5.6 Fallback to Regex Parser

Two conditions cause the function to fall back to the regex-based parse_plan:

  1. No extract_plan_steps tool-use block in the response — the LLM returned a text response or called a different tool.
  2. Any exception — network errors, provider errors, or malformed responses are not caught inside parse_plan_with_llm; the caller is expected to wrap the call in a try/except and invoke parse_plan directly on failure.

When the fallback is triggered by condition 1, the same source_file and max_steps arguments are forwarded to parse_plan.


6. Task Description Builder

Function: build_task_description(step, parent_task=None, plan_context="") -> str

Assembles a self-contained task description from a PlanStep so that the executing agent has all required context without needing to access any external state.

Arguments

Argument Type Description
step PlanStep The parsed step whose title and description are the primary content.
parent_task object or None The task that produced the plan. Must have a .title attribute if provided. Used to give the agent lineage context.
plan_context str Optional preamble text from the plan (e.g. a background section extracted before step parsing). Empty string means no background section is added.

Output format

The returned string is built by joining the following parts with "\n":

  1. Bold step title**{step.title}**\n (always present).

  2. Background context section## Background Context\n{plan_context}\n — included only when plan_context is a non-empty string.

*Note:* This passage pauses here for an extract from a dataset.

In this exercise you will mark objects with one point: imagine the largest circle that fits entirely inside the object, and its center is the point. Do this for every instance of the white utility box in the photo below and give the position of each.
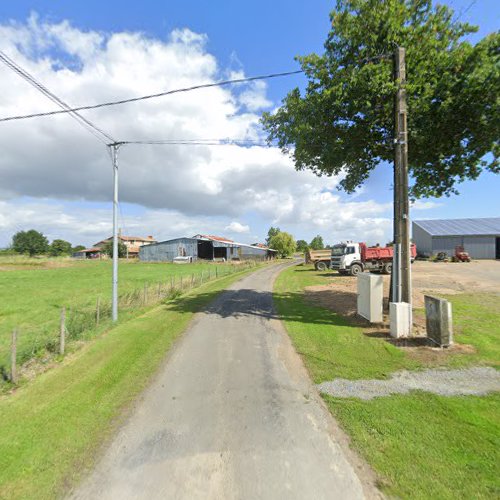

  3. Parent task attributionThis task is part of the implementation plan from: **{parent_task.title}**\n — included only when parent_task is not None and has a .title attribute.

  4. Task details section## Task Details\n{step.description} (always present).

Example output (all fields populated)

**Add user auth endpoint**

## Background Context
This plan implements the authentication subsystem described in the RFC.

This task is part of the implementation plan from: **Design auth system**

## Task Details
Create a POST /auth/login endpoint that accepts username and password,
validates credentials against the users table, and returns a signed JWT.